Unacceptable cracking or deformation may be assumed to be avoided if, under the characteristic combination of loads, the tensile stress in the reinforcement does not exceed k_{3}f_{yk} (EN 1992-1-1 chap. 7.2 (5)). The strength of the reinforcement is evaluated as the ratio between the stress in the reinforcement at the cracks σ_{sr} and the specified limit value σ_{sr,lim}:

\[\frac{σ_{sr}}{σ_{sr,lim}}\]

\[σ_{sr,lim} = k_3\cdot f_{yk}\]

where:

f_{yk} yield strength of the reinforcement,

k_{3} =0.8.

### 5.5.2 Deflection

Deflections can only be assessed for walls or isostatic (statically determinate) or hyperstatic (statically indeterminate) beams. In these cases, the absolute value of deflections is considered (compared to the initial state before loading) and the maximum admissible value of deflections must be set by the user. Deflections at trimmed ends cannot be checked since these are essentially unstable structures where the equilibrium is satisfied by adding end forces and hence deflections are unrealistic. Short-term u_{z,st} or long-term u_{z,lt} deflection can be calculated and checked against user-defined limit values:

\[\frac{u_ z}{u_{z,lim}}\]

where:

*u** _{z}* short- or long-term deflection calculated by FE analysis,

*u** _{z,lim}* limit value of the deflection defined by the user.

### 5.5.3 Crack width

Crack widths and crack orientations are calculated only for permanent loads, either short-term or long-term. The verifications with respect to limit values specified by the user according to the Eurocode are presented as follows:

\[\frac{w_ z}{w_{z,lim}}\]

where:

*w* short- or long-term crack width calculated by FE analysis,

*w** _{lim}* limit value of the crack width defined by the user.

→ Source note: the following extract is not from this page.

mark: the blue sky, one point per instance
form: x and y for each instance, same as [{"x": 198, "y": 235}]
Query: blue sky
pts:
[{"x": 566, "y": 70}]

As presented in section 4.2.1, there are two ways of computing crack widths (stabilized and non-stabilized cracking). In the general case (stabilized cracking), the crack width is calculated by integrating the strains on 1D elements of reinforcing bars. The crack direction is then calculated from the three closest (from the center of the given 1D finite element of reinforcement) integration points of 2D concrete elements. While this approach to calculating the crack directions does not correspond to the real position of the cracks, it still provides representative values that lead to crack width results that can be compared to code-required crack width values at the position of the reinforcing bar.